Circlure, le verbe du vagin

Le 07/11/2020

En 2016, la philosophe et activiste berlinoise Bini Adamczak inventait un mot qui manquait furieusement à notre vocabulaire : "circlure". Que raconte-t-il ?

Formé du préfixe « cir » qui vient du radical latin « circum » (autour) et de « clure », issu du latin « claudere » qui a donné clore en Français, le mot indique l’action du vagin qui entoure le pénis ou le godemiché pendant la pénétration, rappelant la pensée traditionnelle de plusieurs cultures africaines : le pouvoir n’est pas dans le pénis, mais dans le vagin, c’est lui qui avale le pénis et le fait disparaitre dans le rapport hétérosexuel.

Bini Adamczak explique : "Je propose un nouveau mot qui manque depuis trop longtemps. Il s’agit de circlusion. En langage plus vieillot on peut aussi dire circumclusion. La notion de circlusion s’oppose à celle de pénétration. Les deux mots décrivent à peu près le même processus matériel. Mais : d’une perspective opposée. Pénétration signifie introduire ou insérer. Circlusion signifie entourer, enrober ou enfiler par-dessus. Voilà. En utilisant le terme de circlusion, le rapport d’activité et de passivité est inversé. Pénétrer signifie : introduire quelque chose – un brin, une tige ou un bitoniau – dans quelque chose d’autre – un anneau ou un tuyau. Dans cette perspective, ce sont le brin, la tige ou le bitoniau qui sont considérés comme actifs. Circlure signifie : enfiler quelque chose – un anneau ou un tuyau – par-dessus quelque chose d’autre – un brin, une tige ou un bitoniau. Ici, ce sont l’anneau ou le tuyau qui sont actifs. Le mot circlusion nous permet de parler autrement du sexe. Ce mot est nécessaire car cette triste fixette sur la pénétration domine toujours l’imaginaire hétéronormatif et – comme si cela ne suffisait pas – domine aussi l’imaginaire queer. On peut l’observer dans le porno mainstream mais aussi dans le post-porno ou le porno BDSM. Presque sans exception, le gode et le pénis* servent de signe pratique de pouvoir."
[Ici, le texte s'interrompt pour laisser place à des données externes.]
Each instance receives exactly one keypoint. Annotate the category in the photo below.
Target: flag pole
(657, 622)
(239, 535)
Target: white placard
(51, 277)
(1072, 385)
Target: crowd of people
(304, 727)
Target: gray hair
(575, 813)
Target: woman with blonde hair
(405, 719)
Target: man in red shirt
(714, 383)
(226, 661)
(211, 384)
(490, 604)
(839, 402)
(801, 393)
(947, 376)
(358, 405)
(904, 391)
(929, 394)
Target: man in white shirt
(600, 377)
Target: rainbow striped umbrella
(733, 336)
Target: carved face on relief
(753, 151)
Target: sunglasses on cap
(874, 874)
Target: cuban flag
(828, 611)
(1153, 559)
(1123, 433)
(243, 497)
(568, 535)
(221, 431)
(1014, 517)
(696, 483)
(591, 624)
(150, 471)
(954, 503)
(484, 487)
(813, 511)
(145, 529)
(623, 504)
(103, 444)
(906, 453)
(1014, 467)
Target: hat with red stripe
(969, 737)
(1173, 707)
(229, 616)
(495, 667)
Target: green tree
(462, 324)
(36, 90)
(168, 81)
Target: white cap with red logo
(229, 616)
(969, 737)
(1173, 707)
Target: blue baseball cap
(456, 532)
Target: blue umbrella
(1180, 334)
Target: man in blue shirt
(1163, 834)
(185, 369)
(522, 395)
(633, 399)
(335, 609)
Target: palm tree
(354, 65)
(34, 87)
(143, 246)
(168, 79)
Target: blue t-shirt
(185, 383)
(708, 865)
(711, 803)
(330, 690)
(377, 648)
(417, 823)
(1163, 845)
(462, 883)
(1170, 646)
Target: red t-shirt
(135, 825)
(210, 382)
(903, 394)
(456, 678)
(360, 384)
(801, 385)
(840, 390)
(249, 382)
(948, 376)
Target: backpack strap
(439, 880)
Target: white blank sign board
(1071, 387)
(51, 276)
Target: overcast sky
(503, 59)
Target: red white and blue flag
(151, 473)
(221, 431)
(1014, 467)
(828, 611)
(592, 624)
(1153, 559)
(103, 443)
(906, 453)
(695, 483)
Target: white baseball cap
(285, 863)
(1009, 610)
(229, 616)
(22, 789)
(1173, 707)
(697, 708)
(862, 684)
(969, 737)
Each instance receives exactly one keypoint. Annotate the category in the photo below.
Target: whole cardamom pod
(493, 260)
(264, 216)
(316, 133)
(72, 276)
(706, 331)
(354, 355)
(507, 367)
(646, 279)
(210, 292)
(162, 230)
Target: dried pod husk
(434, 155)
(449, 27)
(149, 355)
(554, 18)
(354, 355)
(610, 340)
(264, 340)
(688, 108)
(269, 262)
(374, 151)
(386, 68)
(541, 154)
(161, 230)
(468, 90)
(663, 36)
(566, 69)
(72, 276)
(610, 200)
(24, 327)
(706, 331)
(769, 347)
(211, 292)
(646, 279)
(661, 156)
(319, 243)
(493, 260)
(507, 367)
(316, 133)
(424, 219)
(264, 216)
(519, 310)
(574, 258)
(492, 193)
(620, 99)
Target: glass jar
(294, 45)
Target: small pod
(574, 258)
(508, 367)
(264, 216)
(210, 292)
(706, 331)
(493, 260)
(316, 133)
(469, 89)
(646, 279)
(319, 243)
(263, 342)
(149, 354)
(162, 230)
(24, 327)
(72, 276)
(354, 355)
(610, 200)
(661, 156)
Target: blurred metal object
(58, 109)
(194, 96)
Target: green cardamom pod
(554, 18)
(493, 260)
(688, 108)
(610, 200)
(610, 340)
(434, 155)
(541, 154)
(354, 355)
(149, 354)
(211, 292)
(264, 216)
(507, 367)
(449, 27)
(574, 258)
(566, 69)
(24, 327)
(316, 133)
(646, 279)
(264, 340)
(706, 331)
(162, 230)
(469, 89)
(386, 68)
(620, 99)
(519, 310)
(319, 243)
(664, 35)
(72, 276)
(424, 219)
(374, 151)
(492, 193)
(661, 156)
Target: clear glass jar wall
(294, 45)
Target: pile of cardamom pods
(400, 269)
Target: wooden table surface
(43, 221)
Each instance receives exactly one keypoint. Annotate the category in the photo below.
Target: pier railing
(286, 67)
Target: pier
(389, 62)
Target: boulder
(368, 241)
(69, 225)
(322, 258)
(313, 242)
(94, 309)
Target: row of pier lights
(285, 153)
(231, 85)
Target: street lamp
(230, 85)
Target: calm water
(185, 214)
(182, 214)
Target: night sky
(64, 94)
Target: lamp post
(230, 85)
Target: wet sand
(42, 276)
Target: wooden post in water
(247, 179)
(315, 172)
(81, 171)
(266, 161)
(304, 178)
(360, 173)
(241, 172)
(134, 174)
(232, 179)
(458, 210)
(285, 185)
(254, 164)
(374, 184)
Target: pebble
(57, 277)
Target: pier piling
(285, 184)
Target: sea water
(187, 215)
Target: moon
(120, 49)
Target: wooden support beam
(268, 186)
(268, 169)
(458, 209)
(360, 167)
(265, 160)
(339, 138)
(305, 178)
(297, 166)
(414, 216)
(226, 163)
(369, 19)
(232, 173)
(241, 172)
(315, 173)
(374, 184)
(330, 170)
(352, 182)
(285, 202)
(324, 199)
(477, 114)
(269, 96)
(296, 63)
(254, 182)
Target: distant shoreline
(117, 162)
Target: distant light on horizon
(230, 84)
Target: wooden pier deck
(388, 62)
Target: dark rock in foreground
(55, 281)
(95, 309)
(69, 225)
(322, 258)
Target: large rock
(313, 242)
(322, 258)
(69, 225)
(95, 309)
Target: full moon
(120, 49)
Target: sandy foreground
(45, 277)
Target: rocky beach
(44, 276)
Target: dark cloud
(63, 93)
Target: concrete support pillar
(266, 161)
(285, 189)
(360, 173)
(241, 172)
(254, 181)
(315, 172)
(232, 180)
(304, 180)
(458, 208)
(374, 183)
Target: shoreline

Sans le mot, difficile de concevoir la chose. Adamczak, comme Naomi Klein et bien sûr Simone de Beauvoir avant elle, essaie de renverser les stéréotypes judéo-chrétiens et les rapports de pouvoir en donnant des outils aux femmes pour mieux comprendre à quel point leur participation est active dans ce type de rapport sexuel.
Il faudra encore du temps pour que petit à petit les femmes arrivent à effacer les méfaits d’un XIXe si misogyne et castrateur pour la sexualité féminine, mais commencer à prendre conscience que de nouveaux mots émergent, peut aider à mieux concevoir le rôle actif du vagin dans le rapport qu’on ne dira plus avec pénétration, mais avec circlusion.